Listen to the Podcast
Additional insight from Matthew Field
Matthew Field is the author of The Self Preservation Society: 50 Years of The Italian Job, available to buy on Amazon. I reached out to Matthew and asked a few more questions around clothes and product placement.
Matt did any clothes survive production?
MF: As far as I’m aware there are no costumes or surviving props. However a number of cars survived but unfortunately none of the Minis. The Lamborghini Miura at the beginning of the movie has been confirmed by Lamborghini’s historical department to still be alive having recently been restored. However, certain collectors disbelieve the discovery/claim. Charlie Croker’s Aston Martin DB4 Convertible belongs to a lovely gentleman in Scotland – we used it in Mason and Sons’ recent Italian Job promo. And the red Jaguar E-Type fixed head has belonged to a Jag collector since the late 70s – coincidentally the proprietor of the company who published my book.
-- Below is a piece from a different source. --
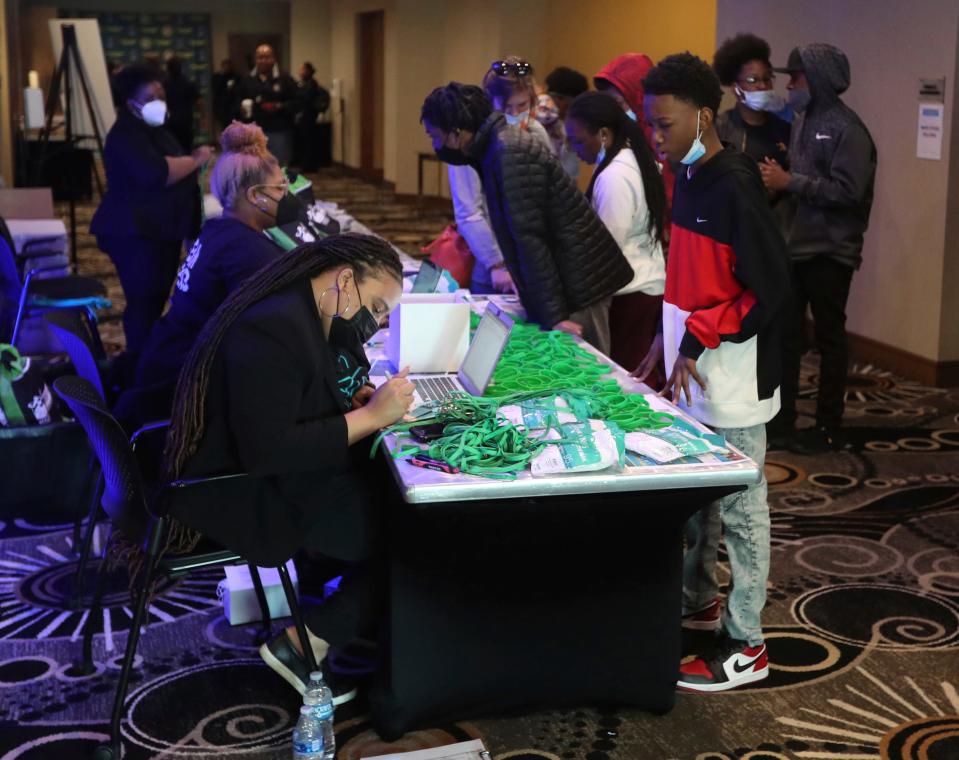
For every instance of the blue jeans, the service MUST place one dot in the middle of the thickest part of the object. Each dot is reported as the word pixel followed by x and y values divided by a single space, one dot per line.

Was the shirt shop a real shop or a set?
MF: The shop you see in the film was a set. It’s interesting that in publicity shots you can see a Mr Fish sign /logo which probably means they supported the film with product.
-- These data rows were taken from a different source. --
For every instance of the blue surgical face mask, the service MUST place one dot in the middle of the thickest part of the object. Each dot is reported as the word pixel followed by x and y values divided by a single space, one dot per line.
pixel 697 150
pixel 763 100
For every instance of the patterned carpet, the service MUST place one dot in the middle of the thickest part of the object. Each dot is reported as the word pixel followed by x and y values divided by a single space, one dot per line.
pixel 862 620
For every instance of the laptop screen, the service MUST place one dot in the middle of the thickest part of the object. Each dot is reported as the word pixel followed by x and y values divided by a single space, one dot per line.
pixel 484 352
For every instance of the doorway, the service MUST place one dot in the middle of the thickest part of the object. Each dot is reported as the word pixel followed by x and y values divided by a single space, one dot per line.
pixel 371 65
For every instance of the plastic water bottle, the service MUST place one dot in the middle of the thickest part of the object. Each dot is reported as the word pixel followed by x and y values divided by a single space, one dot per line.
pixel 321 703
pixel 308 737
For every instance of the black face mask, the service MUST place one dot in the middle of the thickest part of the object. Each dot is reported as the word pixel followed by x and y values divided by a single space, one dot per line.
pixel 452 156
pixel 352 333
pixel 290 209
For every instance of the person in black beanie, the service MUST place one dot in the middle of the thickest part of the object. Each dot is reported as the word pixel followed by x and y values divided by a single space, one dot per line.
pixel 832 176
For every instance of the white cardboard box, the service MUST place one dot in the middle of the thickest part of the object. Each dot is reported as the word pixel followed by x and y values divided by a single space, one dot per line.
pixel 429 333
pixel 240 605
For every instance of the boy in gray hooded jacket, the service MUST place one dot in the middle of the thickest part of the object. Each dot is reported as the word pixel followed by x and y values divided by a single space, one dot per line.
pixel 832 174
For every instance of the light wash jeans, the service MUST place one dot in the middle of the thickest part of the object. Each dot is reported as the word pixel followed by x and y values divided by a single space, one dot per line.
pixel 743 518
Any other notable product placement?
The city of Turin and the car giant Fiat were incredibly generous. Here’s an extract from my book which may be helpful:
“However dismissive The Italian Job is in its attitude towards all things Italian, the filmmakers received great generosity in Italy. A city was needed in which to stage the huge traffic jam sequences and the fast-paced getaway, both vital elements of the story.
How about Turin
Rome and Naples proved impossible and Milan was just too chaotic. Producer Michael Deeley happened to relate his difficulties to a close friend who suggested he investigate Turin, the hometown of Fiat, as he knew Gianni Agnelli, the celebrated proprietor. “It was clear that Signor Agnelli could make any number of things happen, were he so inclined.” Agnelli was amused by the script and Michael Caine recalls the industrialist welcomed the production with open arms, “I don’t think we would have been able to pull any of it off without the word from Gianni. Once he said you could drive on top of the [Fiat] factory you are not going to get the mayor of Turin saying you can’t drive down the street! Mr Agnelli might be on the phone and you don’t want that!”
An offer refused
It is well documented that British Motor Cooperation (BMC) who manufactured the Mini at the time were not interested in negotiating a product placement deal and assisted somewhat begrudgingly. As Deeley’s relationship with Agnelli developed, the Italian capitalist hit Deeley with a proposition. “Effectively Fiat told us, ‘Listen, we can be very helpful here if you switch the Minis to become Fiats.’ They were prepared to offer me as many Fiats as I needed to crash and smash, as well as trained stunt drivers to pilot the vehicles, a $50,000 cash bonus and the current top-of-the-range Ferrari as a personal gift. I had to decline.
Us against them
The whole point of the movie was very clear in my mind by this time, it was the theme of ‘us against them.’ It had to be Minis.” Fiat remained unbelievably co-operative, providing the production with three Fiat Dinos for the Mafia to drive in the film and dozens of Fiats for the traffic-jam sequences. At the end of production one of the Dinos was gifted to the director, Peter Collinson but he later wrapped it around a lamppost.”
Mr Fish in the News
From an old clipping in the Gentleman’s Gazette (which I do not own) Mr Fish reportedly found his feet at a shop that supplied garments for students of Eton College. From there he moved on to a salesman at Turnbull & Asser where you can see that infamous photo of him measuring Sean Connery for a shirt for the role of James Bond. In that article Mr Fish is quoted as saying,
I went there as a salesman, but I wanted a little bit more involvement in what I was doing; and I found out that by buying things that I liked – ties, dressing gowns and things – I built up a small clientele of my own, a sort of personal boutique inside a shop.